In the latest Karafka release, there are no breaking changes. However, please note the updates to #pause and #seek. If you spot any issues, please report them immediately. Your feedback is crucial.

2.2.9 (2023-10-24)

  • [Enhancement] Allow using negative offset references in Karafka::Admin#read_topic.
  • [Change] Make sure that WaterDrop 2.6.10 or higher is used with this release to support transactions fully and the Web-UI.

2.2.8 (2023-10-20)

  • [Feature] Introduce Appsignal integration for errors and metrics tracking.
  • [Enhancement] Expose #synchronize for VPs to allow for locks when cross-VP consumers work is needed.
  • [Enhancement] Provide #collapse_until! direct consumer API to allow for collapsed virtual partitions consumer operations together with the Filtering API for advanced use-cases.
  • [Refactor] Reorganize how rebalance events are propagated from librdkafka to Karafka. Replace connection.client.rebalance_callback with rebalance.partitions_assigned and rebalance.partitions_revoked. Introduce two extra events: rebalance.partitions_assign and rebalance.partitions_revoke to handle pre-rebalance future work.
  • [Refactor] Remove thor as a CLI layer and rely on Ruby OptParser

Upgrade Notes

  1. Unless you were using connection.client.rebalance_callback which was considered private, nothing.
  2. None of the CLI commands should change but thor has been removed so please report if you find any bugs.

2.2.7 (2023-10-07)

  • [Feature] Introduce Inline Insights to both OSS and Pro. Inline Insights allow you to get the Kafka insights/metrics from the consumer instance and use them to alter the processing flow. In Pro, there's an extra filter flow allowing to ensure, that the insights exist during consumption.
  • [Enhancement] Make sure, that subscription groups ids are unique by including their consumer group id in them similar to how topics ids are handled (not a breaking change).
  • [Enhancement] Expose #attempt method on a consumer to directly indicate number of attempt of processing given data.
  • [Enhancement] Support Rails 7.1.

2.2.6 (2023-09-26)

  • [Enhancement] Retry Karafka::Admin#read_watermark_offsets fetching upon not_leader_for_partition that can occur mostly on newly created topics in KRaft and after crashes during leader selection.

2.2.5 (2023-09-25)

  • [Enhancement] Ensure, that when topic related operations end, the result is usable.

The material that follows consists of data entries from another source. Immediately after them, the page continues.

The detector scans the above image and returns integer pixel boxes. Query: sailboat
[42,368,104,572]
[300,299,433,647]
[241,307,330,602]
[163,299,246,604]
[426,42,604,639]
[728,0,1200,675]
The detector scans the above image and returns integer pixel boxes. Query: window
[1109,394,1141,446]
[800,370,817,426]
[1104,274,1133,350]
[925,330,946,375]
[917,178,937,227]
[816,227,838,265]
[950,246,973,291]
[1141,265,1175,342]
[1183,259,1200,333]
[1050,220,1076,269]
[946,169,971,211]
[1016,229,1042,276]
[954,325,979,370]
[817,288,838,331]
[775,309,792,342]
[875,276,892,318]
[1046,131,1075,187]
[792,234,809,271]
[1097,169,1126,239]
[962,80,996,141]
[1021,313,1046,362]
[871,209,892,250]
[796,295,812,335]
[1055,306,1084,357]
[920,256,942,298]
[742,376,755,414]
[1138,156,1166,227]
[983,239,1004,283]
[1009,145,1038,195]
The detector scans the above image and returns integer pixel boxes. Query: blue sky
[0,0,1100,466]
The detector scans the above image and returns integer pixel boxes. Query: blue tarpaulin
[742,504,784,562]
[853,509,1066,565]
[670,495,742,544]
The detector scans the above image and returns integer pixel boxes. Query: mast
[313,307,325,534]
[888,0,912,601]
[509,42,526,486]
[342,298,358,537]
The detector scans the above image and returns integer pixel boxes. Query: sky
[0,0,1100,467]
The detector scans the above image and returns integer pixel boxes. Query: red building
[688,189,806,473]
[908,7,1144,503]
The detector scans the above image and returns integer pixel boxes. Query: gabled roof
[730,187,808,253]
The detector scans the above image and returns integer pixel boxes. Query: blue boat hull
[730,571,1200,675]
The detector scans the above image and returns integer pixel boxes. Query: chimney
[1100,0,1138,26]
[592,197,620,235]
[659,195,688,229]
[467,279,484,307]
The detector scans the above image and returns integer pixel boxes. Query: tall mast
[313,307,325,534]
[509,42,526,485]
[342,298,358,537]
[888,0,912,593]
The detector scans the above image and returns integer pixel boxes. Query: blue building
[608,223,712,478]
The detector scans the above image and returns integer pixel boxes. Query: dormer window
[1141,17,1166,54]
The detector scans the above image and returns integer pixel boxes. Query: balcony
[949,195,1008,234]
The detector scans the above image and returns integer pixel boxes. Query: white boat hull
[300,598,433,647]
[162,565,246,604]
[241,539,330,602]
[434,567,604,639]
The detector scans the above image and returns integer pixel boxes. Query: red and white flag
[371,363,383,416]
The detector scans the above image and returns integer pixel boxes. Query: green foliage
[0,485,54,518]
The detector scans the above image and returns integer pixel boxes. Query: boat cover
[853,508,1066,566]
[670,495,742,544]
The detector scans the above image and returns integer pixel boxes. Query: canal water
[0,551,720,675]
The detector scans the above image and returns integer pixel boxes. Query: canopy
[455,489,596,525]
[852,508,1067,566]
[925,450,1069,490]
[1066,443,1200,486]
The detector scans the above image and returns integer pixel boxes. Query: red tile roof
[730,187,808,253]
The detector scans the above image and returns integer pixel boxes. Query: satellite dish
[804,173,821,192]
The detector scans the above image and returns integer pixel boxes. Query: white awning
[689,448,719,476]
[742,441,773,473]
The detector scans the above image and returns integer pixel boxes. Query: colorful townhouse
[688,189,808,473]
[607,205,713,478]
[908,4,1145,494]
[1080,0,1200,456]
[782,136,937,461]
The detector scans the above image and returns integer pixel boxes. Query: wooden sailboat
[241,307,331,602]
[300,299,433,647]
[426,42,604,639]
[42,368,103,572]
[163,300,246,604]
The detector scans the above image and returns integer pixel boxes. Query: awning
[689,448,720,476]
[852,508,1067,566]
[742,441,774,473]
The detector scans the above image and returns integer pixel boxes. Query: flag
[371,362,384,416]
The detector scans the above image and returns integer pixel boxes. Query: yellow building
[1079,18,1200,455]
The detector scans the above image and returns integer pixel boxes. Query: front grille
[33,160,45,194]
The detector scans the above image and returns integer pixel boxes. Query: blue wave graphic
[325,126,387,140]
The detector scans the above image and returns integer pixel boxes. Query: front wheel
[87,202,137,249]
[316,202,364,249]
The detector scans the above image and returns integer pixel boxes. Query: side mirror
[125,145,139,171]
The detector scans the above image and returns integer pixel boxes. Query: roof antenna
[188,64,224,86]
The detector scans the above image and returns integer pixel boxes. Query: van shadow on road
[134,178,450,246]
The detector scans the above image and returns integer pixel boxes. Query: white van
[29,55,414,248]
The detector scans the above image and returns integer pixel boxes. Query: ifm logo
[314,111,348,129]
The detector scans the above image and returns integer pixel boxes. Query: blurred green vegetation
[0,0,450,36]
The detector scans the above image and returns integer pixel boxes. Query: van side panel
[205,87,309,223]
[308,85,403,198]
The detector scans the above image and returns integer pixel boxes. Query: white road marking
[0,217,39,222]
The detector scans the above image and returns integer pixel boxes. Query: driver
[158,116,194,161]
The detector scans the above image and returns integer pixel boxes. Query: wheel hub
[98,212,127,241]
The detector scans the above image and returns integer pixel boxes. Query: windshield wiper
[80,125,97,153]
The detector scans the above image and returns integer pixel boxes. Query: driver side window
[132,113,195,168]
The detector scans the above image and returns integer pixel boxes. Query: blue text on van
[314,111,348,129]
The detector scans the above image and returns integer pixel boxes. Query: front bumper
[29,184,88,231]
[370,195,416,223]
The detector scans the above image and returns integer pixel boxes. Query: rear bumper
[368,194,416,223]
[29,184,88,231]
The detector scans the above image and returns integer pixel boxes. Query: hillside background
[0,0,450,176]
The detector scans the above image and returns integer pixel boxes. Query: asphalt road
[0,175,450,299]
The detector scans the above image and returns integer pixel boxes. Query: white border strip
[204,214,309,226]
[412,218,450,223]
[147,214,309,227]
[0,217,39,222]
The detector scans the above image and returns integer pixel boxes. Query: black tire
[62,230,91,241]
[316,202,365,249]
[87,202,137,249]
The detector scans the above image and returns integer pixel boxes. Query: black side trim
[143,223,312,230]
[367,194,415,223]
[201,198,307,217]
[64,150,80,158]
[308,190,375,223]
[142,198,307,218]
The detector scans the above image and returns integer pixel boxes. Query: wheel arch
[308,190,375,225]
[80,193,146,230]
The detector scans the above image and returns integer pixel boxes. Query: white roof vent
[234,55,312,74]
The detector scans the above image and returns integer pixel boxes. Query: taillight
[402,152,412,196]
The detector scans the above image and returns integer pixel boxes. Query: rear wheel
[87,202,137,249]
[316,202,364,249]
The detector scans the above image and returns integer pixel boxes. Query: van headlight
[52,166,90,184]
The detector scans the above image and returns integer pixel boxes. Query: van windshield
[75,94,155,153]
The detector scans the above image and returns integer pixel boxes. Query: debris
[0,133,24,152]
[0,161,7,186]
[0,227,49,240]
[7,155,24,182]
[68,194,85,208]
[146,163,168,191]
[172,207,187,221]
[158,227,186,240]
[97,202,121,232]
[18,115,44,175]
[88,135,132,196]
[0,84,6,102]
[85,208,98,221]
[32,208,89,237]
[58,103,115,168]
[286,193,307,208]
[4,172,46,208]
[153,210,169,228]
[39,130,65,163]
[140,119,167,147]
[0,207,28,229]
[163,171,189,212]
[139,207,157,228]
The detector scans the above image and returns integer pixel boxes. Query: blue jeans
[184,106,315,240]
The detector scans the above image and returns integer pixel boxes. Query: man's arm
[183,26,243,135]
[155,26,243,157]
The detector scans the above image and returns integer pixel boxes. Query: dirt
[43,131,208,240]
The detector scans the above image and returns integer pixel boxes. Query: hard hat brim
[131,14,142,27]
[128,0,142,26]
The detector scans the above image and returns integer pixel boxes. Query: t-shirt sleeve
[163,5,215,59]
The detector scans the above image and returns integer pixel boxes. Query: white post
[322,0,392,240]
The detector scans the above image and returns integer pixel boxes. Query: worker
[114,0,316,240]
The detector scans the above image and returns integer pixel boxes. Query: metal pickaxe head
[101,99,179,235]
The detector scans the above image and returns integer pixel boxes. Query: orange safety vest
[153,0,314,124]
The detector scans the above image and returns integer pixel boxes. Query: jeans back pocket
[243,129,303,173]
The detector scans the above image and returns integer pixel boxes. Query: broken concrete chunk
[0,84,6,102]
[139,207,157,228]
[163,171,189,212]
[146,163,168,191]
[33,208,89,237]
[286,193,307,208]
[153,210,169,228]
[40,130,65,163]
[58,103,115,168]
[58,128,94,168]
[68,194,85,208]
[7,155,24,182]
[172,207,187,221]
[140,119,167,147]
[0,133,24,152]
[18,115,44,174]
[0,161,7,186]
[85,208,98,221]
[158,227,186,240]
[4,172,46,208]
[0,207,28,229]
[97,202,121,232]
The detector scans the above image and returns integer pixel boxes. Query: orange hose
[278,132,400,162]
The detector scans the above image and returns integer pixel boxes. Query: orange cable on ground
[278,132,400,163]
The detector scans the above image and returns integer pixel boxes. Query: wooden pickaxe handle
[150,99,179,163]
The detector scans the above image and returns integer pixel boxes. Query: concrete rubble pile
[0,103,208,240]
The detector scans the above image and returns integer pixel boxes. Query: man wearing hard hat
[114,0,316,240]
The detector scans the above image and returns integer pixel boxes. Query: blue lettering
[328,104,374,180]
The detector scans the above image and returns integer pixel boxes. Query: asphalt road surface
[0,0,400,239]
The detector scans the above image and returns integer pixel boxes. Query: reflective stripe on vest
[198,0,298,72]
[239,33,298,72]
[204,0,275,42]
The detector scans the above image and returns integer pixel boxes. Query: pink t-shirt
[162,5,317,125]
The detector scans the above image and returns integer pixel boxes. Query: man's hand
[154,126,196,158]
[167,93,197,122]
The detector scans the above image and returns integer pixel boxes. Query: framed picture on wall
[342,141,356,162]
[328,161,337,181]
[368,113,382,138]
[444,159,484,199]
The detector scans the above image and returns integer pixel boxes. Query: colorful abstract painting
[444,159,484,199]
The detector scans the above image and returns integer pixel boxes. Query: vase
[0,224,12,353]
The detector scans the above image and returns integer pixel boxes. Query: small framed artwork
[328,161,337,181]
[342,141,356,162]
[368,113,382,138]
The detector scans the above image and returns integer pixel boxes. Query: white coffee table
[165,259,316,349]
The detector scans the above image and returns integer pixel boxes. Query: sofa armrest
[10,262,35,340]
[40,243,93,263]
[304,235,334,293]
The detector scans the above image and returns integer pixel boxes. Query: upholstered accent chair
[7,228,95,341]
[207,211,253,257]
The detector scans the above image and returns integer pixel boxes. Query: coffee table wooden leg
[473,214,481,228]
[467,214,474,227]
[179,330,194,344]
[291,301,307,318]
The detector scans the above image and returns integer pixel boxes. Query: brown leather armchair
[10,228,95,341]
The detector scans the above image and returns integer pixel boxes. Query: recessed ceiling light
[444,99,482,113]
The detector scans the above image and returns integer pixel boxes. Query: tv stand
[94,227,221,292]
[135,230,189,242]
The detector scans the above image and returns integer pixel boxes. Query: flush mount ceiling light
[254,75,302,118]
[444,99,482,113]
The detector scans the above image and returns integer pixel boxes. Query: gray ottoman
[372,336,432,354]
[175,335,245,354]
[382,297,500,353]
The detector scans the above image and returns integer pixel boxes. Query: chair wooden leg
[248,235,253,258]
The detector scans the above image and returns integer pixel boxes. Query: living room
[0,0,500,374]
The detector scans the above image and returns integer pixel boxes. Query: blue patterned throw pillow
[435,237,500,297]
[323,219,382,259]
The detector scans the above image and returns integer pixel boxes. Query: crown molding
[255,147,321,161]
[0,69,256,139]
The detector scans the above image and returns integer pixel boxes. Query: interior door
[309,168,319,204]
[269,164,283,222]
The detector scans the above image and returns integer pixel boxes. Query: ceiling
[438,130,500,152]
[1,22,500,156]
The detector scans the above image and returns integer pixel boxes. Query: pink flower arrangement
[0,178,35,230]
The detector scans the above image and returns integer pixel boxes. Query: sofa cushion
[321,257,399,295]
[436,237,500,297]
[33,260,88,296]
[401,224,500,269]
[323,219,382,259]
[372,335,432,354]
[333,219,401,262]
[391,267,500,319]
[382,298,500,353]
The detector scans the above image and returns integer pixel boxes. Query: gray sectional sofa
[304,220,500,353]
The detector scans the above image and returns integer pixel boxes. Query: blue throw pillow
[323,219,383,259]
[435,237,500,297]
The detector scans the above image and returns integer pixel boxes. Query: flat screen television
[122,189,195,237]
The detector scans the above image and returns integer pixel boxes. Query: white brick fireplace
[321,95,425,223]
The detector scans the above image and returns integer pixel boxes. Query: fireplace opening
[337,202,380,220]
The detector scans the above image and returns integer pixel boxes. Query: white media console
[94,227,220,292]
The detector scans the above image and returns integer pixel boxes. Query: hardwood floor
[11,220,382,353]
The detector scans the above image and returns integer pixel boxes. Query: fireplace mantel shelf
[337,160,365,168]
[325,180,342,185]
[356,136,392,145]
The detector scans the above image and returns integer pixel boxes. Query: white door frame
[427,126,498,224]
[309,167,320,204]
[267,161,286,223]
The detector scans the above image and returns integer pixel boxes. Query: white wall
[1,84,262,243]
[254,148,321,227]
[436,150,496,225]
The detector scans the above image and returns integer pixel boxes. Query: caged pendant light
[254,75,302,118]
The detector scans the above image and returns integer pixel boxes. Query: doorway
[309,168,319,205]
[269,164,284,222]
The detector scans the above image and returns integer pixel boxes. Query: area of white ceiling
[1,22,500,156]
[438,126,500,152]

There were few cases where admin operations on topics would finish successfully but internal Kafka caches would not report changes for a short period of time.
  • [Enhancement] Stabilize cooperative-sticky early shutdown procedure.
  • [Fix] use #nil? instead of #present? on DataDog::Tracing::SpanOperation (vitellochris)
  • [Maintenance] Align connection clearing API with Rails 7.1 deprecation warning.
  • [Maintenance] Make #subscription_group reference consistent in the Routing and Instrumentation.
  • [Maintenance] Align the consumer pause instrumentation with client pause instrumentation by adding subscription_group visibility to the consumer.

2.2.4 (2023-09-13)

  • [Enhancement] Compensate for potential Kafka cluster drifts vs consumer drift in batch metadata (#1611).

2.2.3 (2023-09-12)

  • [Fix] Karafka admin time based offset lookup can break for one non-default partition.

2.2.2 (2023-09-11)

  • [Feature] Provide ability to define routing defaults.
  • [Maintenance] Require karafka-core >= 2.2.2

2.2.1 (2023-09-01)

  • [Fix] Fix insufficient validation of named patterns
  • [Maintenance] Rely on 2.2.x karafka-core.

2.2.0 (2023-09-01)

  • [Feature] Introduce dynamic topic subscriptions based on patterns [Pro].
  • [Enhancement] Allow for Karafka::Admin setup reconfiguration via config.admin scope.
  • [Enhancement] Make sure that consumer group used by Karafka::Admin obeys the ConsumerMapper setup.
  • [Fix] Fix a case where subscription group would not accept a symbol name.

Upgrade Notes

As always, please make sure you have upgraded to the most recent version of 2.1 before upgrading to 2.2.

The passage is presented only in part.